Как это водится в малых и больших городах России, от кремля во все стороны расходились улицы – большие и маленькие, мостовые и пешеходные, Баумана и Вокзальная, и другие. Самая большая из них, Московская, с трамвайными путями, отходя от кремля на север, вела к главному предприятию Зареченска – Ликёро-водочному заводу, на котором трудилась, пожалуй, добрая половина населения города. Поскольку продукция Зареченского ЛВЗ славилась на всю область своим упоительным качеством при низкой цене, она пользовалась неизменной популярностью в народе и даже с успехом закупалась оптовиками из областного центра.
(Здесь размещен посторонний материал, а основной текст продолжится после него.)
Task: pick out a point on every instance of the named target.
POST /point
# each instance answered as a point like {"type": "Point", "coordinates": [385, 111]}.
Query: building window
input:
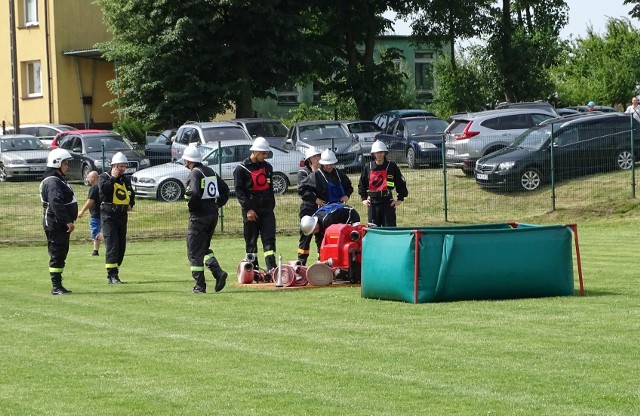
{"type": "Point", "coordinates": [33, 79]}
{"type": "Point", "coordinates": [30, 12]}
{"type": "Point", "coordinates": [288, 94]}
{"type": "Point", "coordinates": [424, 75]}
В противоположную сторону от кремля, в южном направлении, шла самая уютная в городе пешеходная улочка, “Тупиковая” (бывш. Романовская, бывш. Социалистический тупик, бывш. Беспутная, окончательно переименована в 2000г.). Но в городе её никто не называл ни по-девичьи, ни по-мужнему, а звали в простонародье почему-то улицей Красных Фонарей, наверное потому, что раньше, до революции, (говорят, ещё до 1913-го года), именно на ней находились дома терпимости. Конечно же, в наши скромные дни от домов терпимости осталось одни только приятные воспоминания, а в самих домах расположились летние кафе, фотостудия, какие-то конторы, две часовых мастерских, рембыттехника, парикмахерская и аптека. Вдали виднелось новое здание Дома культуры ЛВЗ, выстроенное ещё в 75-м году, за ним типография местной газеты, и в конце концов улочка упиралась в глубокий овраг, на дне которого когда-то текла речка Плюйка, а сейчас находилась обычная свалка, обозначенная по периметру грозными табличками “Свалка запрещена! Штраф 50руб.”.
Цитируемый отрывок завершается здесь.